Every fundamental interaction has wave and particle forms. Those four fundamental interactions involve strong and weak nuclear forces, electromagnetism, and gravitation. There is a possibility that gravitation is an interaction between gluons and hypothetical gravitons. As well as strong nuclear forces, there is an interaction between gluons and quarks. Electromagnetism is the interaction between an atom's nucleus and electron shells.


Could (Grand Unified Theory)GUT theory go like this? 



So if we think like this, the series of fundamental interactions from the smallest to the largest entireties goes like this:


Graviton>gluon>quark>quark gourps (protons and neutrons)>atom's nucleus (proton and neutron groups)>electron shells


">>" means the direction of energy.


The Grand Unified Theory (GUT) goes like this: When gluon sends radiation to a quark, the quark transforms its wavelength longer. Then the quark groups, or protons and neutrons, transform that wavelength into the wavelength of a weak nuclear force.
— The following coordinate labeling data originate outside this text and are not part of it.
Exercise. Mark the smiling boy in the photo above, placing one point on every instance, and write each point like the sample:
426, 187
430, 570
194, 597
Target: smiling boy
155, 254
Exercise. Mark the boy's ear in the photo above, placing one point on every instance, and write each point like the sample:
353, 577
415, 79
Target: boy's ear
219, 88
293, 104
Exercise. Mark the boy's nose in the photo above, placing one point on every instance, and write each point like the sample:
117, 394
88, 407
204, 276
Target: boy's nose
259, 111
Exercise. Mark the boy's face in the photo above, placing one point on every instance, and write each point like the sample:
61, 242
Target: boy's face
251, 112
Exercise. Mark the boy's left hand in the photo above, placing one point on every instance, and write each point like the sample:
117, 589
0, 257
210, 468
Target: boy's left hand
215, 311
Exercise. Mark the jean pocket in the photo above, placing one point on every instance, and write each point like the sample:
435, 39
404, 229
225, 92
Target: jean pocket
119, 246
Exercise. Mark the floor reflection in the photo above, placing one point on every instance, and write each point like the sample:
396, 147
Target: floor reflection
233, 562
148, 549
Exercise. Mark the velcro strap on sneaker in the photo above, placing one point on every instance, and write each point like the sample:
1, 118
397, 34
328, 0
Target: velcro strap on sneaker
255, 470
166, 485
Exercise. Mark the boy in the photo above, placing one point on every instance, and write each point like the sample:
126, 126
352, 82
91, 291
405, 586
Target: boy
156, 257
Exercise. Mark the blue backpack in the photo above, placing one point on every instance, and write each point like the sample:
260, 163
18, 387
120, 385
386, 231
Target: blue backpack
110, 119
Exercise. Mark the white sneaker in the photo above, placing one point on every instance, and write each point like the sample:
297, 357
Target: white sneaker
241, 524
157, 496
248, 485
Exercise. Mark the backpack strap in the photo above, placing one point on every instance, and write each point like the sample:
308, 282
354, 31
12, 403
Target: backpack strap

Then the atom's nucleus sends that radiation in its entirety to the electron shells.

And finally, the atom emits the radiation in its entirety. The gravitational field would be a particle that is between a gluon and a quark. So in that model, gravitation is an interaction between gluons and hypothetical gravitons. That explains why gravitational radiation has such a short wavelength.

There is a model that says superstrings are forming elementary particles. Those superstrings are like small quantum fibers. The superstrings are the things that form wave movement and material. That means elementary particles look like yarn balls. In the case that a very small particle sends wave movement to a bigger particle that looks like a yarn ball of superstrings, radiation can turn those superstrings away from their route. And that superstring, or radiation peak, travels through the particle. But during that process, the radiation transfers little energy to that particle.

That means particles can turn one form of energy into another. Each type of one of the four fundamental forces is energy. The fundamental forces are weak nuclear forces and strong nuclear forces, electromagnetism, and gravitation. And each of those four fundamental forces has different wavelengths. When one type of radiation impacts an elementary particle, it loads energy into it. Then that particle sends its extra energy to its environment. So particles can transform the wavelength of radiation.

The interaction between matter and energy is complicated. We can say that the Big Bang formed all visible matter in the universe. But it's hard to explain how that thing happened. So when we think about the Big Bang and the formation of material, we know that if the Schwinger effect created that event, there must have been two impacting radiation layers.